Last month, a Black schoolgirl in the U.K. was horrifyingly strip-searched by Met police officers under the false and racist suspicion of her carrying canabis, which she described as causing her massive trauma akin to child abuse. Unfortunately, this is a common practice of dehumanising Black children A similar incident occurred in New York in 2020, when administrators strip-searched four Black girls for drugs because they appeared to be “hyper and giddy” during lunch. This demonstrates the disturbing way policing and hyper-surveillance of Black people begins during childhood and is is diffused through other institutions such as our workplaces and individuals.
With countless examples of police officers instigating gender violence, we have to always ask: who are the police designed to protect?

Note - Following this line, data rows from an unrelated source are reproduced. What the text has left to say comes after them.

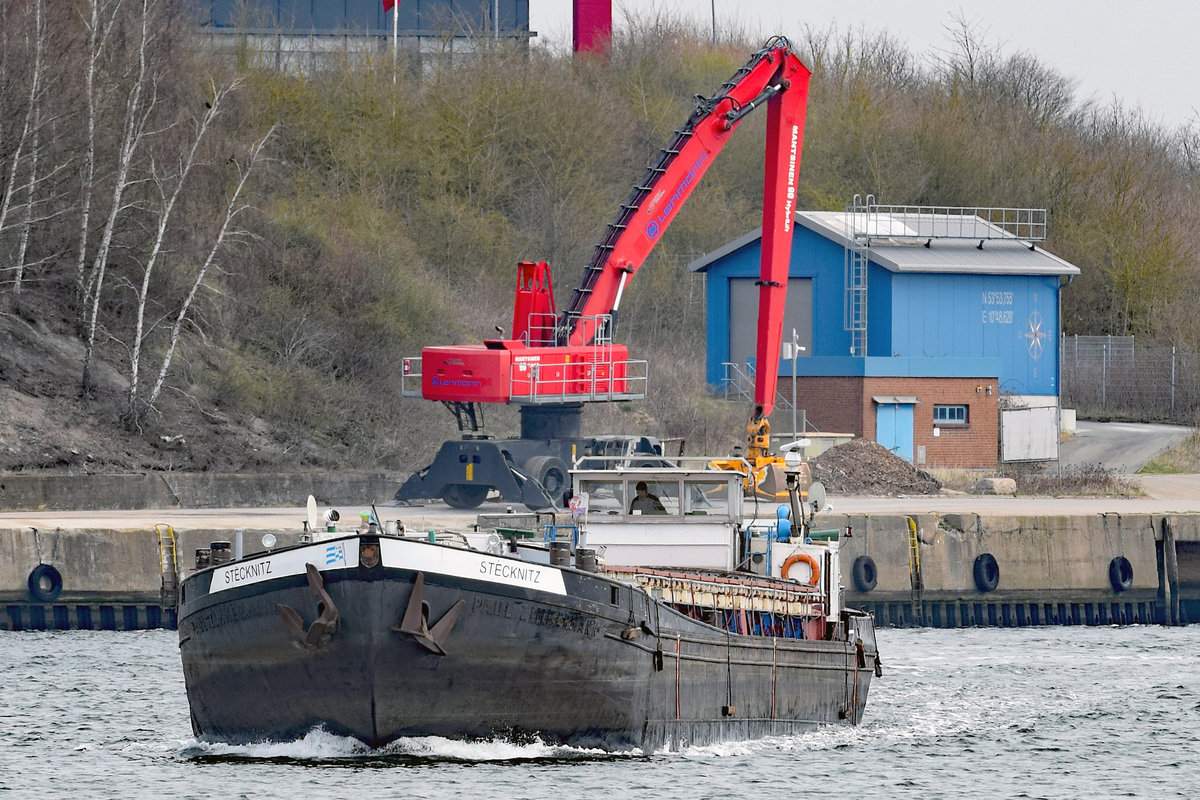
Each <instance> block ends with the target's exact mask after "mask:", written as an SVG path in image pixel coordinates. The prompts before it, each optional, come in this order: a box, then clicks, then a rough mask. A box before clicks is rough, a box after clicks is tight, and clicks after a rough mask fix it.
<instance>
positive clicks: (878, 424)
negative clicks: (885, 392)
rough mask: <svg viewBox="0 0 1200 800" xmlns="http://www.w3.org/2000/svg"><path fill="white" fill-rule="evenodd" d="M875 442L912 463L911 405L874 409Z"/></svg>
mask: <svg viewBox="0 0 1200 800" xmlns="http://www.w3.org/2000/svg"><path fill="white" fill-rule="evenodd" d="M875 440H876V441H877V443H880V444H881V445H883V446H884V447H887V449H888V450H890V451H892V452H894V453H895V455H896V456H900V457H901V458H904V459H905V461H906V462H908V463H910V464H911V463H912V403H880V404H878V405H876V407H875Z"/></svg>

A spokesperson for Black Lives Matter UK said: “Once again, we are reminded of the fact that the police are the perpetrators and there are no lengths they wouldn’t go to inflict harm on vulnerable people.” This is important to keep in mind, when so many people’s immediate reaction to any form of violence is to increase police presence, as seen by U.K. politicians calling for more police officers to be stationed across schools.
When other folks call to defund the police as a response to the harm they cause, or raise the topic of abolition of prisons, one of the first protests we hear is “But what about the rapists?” This sentiment paradoxically ignores the reality that as we see in the news above, police themselves abuse their power to sexually harass women, but are not held accountable in any way. It begs the question: do these institutions actually care about the impact of these assaults on their victims, or do they use the carceral system as a means of diminishing access to resources for some, while applying lenient standards for others?
Our workplaces can and must be leaders in shifting our understanding of safety. Where do punitive policies in the workplace disproportionately affect marginalised communities? Who benefits from or is made less safe by certain workplace security policies? What resources for education may need to be developed for your teams to reduce punishment-oriented mindsets? It is when we all divest from the logics of policing that we are more likely to move towards a safer world for Black folks that are negatively targeted by it from birth.